# GPT-5 Model Access Test Notebook (Azure OpenAI / Foundry)

This notebook provides minimal test coverage for calling an Azure OpenAI (e.g., GPT-5 placeholder) deployment via three mechanisms:

1. Raw HTTPS (Responses API) using `aiohttp`
2. OpenAI Python SDK (configured for Azure endpoint)
3. Azure Foundry / Inference SDK (`azure-ai-inference`)

## Imports & Environment Variables
We will import:
- `os` for environment access
- `dotenv` to load a local `.env` if present
- `azure.identity` `DefaultAzureCredential` for Entra ID auth
- `aiohttp` for raw REST calls
- `openai` SDK for Responses API abstractions
- `azure.ai.inference` client for Foundry SDK access (Responses)

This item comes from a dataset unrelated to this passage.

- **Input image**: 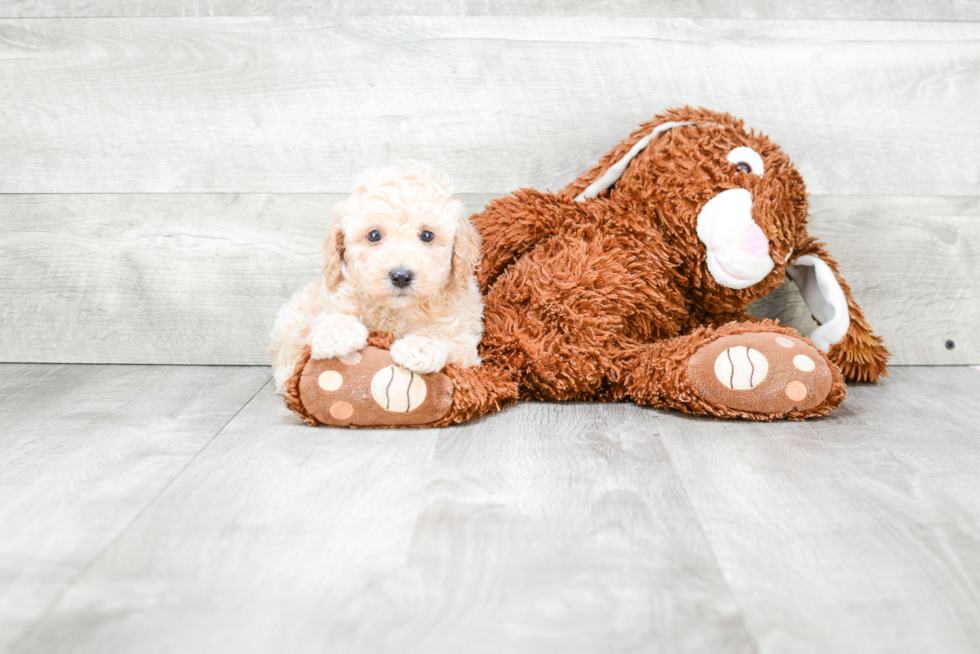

### Required Environment Variables (must be set before running code cells)
- `AZURE_OPENAI_ENDPOINT` (e.g. https://my-resource.openai.azure.com)
- `AZURE_OPENAI_API_VERSION` (e.g. 2024-06-01 or latest supported)
- `AZURE_OPENAI_MODEL` (deployment or model name)

Authentication: We'll use `DefaultAzureCredential()` which chains multiple auth methods. It must have access to the Azure OpenAI resource. A token for scope `https://cognitiveservices.azure.com/.default` will be requested.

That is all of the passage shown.